Patients in the “usual” care group continued to receive care as normal, with primary care provided by a team of clinicians (either a physician or a nurse practitioner), a nurse, a medical assistant, and clerks. Services for patients were provided at specialty mental health clinics that were separate from primary care.

In the study of 331 SMI patients, 164 received the “intervention” under the new treatment model, while the remaining 167 received normal care at the other two VA medical sites. Participants spent an average of 401 days in the trial.

The researchers examined data from patient surveys taken at the start of the study and after 12 months that measured primary preventive screenings, perceived chronic illness care, patients’ care experience, and health-related quality of life to assess the effectiveness of the primary medical home model. To establish the appropriateness and quality of therapy, other outcomes such as psychiatric symptoms and chronic disease care were measured alongside data on various screens, diagnoses, prescriptions, services, and physician visits.

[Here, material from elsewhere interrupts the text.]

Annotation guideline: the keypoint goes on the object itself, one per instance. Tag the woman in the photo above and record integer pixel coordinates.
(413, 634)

The study’s key findings revealed that 40% of intervention participants transferred their psychiatric care to the primary care SMI PACT. The intervention patients also improved over time in suitable tests such as BMI (87.8 percent vs. 70.5 percent receiving usual treatment), lipids (53.7 percent vs. 24.7 percent receiving usual care), and glucose (72.6 percent vs. 51.2 percent receiving usual care). There was also a greater improvement in all aspects of chronic illness care, including decision support, goal setting, and counseling, as well as care experience in doctor-patient interactions, shared decision-making, care coordination, access to care, and mental-health related quality of life.

“While people with major mental illness are some of the most difficult and expensive patients to treat,” said Dr. Young, “it is possible to enable seriously mentally ill individuals be healthy and productive while decreasing their need to use hospital and emergency departments. This care paradigm was proven to be effective in terms of enhancing treatment appropriateness and patient outcomes. While this concept requires further investigation, it should be examined in order to enhance care for persons suffering from significant mental illness.”